Мы заговорили о Германе Гессе – она обожала «Игру в бисер», а я «Степного волка», потом Жанна сказала, что Бахтин, конечно, и предположить не мог, что с его помощью Достоевский может быть так эффективно обеззаражен, лишен религиозного, нравственного смысла и сведен, по сути, к набору приемов, к карнавальности, полифонии и прочей чепухе. Еще я узнал, что она давно разведена, сыновья учатся в военных училищах, дома у нее припасен коньяк, а в прихожей, глядя мне в глаза, сказала, что груди у нее острые, маленькие, торчащие в разные стороны, как у истерички, но зато – ткнула пальцем в мою грудь – жопа хоть куда, и она умеет держать себя в чужих руках, но только чур соски не кусать…
Весь следующий день – было воскресенье – мы занимались любовью.
Жанна рассказывала о бывшем муже, с которым прожила всего три года.
Он был политработником, но считал себя художником, спился, едва дослужившись до капитана, был выгнан из армии с позором и исчез из Кумского Острога. По словам Жанны, он был клиническим жидоедом. Считал, что евреи придумали Христа для порабощения простодушных русских людей. На память о нем у Жанны осталась огромная менора, которую ее муж вырезал из дерева. Каждая из семи свечей была увенчана одним из символов – топором, виселицей, золотой монетой, бутылкой водки, кнутом, головой Ленина, голой бабой, при помощи которых злокозненные евреи растлевали, угнетали и убивали русский народ. Голая баба была вылитой Жанной.
Поздно вечером она выставила меня за дверь, велев с утра пораньше явиться в редакцию.
Мы встречались много лет, весь городок знал о наших отношениях, но поскольку за все это время мы ни разу не появлялись вместе ни в кино, ни в ресторане, ни в каком-либо еще общественном месте, считалось, что никакой связи у нас как бы нет.
Первое редакционное задание я выполнил с блеском и провалил с грохотом.
Жанна отправила меня в деревню Семеновку, чтобы я привез оттуда «теплую лирическую зарисовку» об Анне Дерюгиной, которая воспитывала семерых детей.
Ехидно щурясь, Жанна объяснила, что сегодняшняя советская героиня – не космонавт, доярка или секретарь парткома, а мать, жена, хозяйка: «Киндер, кюхе, кирхе по-советски, только вместо кирхе – телевизор или партсобрание. Задача ясна?»
Мы с фотокорреспондентом по имени Ревокат с утра пораньше отправились в Семеновку, встретились с матерью-героиней и ее мужем, поговорили с соседями, директором совхоза, председателем профкома и к вечеру вернулись домой.
Анна Дерюгина мне понравилась. Это была крупная женщина, сохранившая прекрасную фигуру. Простоватая, чистая, улыбчивая, легкая на ногу, с ясными серыми глазами и красивыми губами, она была снова беременна, но успевала ухаживать за детьми, скотиной, огородом да еще выполняла обязанности почтальонки. Ее муж Николай был под стать ей: огромный мужчина в чистой спецовке, один из лучших трактористов в совхозе.

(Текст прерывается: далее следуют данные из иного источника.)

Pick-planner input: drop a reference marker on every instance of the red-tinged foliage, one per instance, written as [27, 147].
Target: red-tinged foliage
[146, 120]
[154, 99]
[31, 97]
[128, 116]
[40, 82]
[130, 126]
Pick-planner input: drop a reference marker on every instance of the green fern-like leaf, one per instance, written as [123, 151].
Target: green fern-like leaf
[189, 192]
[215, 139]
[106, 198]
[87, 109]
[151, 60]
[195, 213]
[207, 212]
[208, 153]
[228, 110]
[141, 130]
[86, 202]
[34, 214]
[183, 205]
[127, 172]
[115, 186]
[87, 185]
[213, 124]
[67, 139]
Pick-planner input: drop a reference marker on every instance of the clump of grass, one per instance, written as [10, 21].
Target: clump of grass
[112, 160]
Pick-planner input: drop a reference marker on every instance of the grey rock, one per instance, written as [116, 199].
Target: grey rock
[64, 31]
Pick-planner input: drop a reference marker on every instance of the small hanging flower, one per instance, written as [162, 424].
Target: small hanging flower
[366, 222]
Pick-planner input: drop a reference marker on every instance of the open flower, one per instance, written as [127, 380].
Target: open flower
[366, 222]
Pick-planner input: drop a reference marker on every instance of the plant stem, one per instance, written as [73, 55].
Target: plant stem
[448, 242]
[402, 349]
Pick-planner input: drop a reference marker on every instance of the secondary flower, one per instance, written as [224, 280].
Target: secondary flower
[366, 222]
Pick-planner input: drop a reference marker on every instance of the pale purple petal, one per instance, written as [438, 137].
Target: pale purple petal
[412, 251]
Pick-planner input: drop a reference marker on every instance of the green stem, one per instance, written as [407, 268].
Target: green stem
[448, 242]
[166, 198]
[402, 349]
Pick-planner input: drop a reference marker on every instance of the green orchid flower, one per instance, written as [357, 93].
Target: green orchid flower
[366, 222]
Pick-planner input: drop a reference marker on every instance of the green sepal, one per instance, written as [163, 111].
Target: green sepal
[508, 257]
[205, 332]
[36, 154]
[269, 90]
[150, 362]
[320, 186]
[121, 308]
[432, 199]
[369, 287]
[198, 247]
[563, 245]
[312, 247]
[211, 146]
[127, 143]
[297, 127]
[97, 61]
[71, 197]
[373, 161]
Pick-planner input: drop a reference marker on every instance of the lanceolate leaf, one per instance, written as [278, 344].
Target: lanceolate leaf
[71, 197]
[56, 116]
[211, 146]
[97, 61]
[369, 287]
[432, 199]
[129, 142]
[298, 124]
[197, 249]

Соседи считали Дерюгиных хорошей семьей, но при этом с двумсысленной улыбочкой добавляли: «Только больно шумные, особенно по ночам. Аж дом ходуном ходит».
Николай весело пояснил: «Любим мы поорать, это да».
Его жена – весила она не меньше ста двадцати кило – смутилась и вышла из комнаты, покачивая красивыми широкими бедрами.
На следующее утро я принес в редакцию «теплую лирическую зарисовку» о многодетной семье, умолчав, разумеется, о ночных забавах Дерюгиных.
Машинистка перепечатала текст за полчаса.
Мне потребовалось еще полчаса, чтобы перечитать зарисовку и кое-где ее поправить.
Жанна заменила несколько слов, кивнула и подписала текст в набор.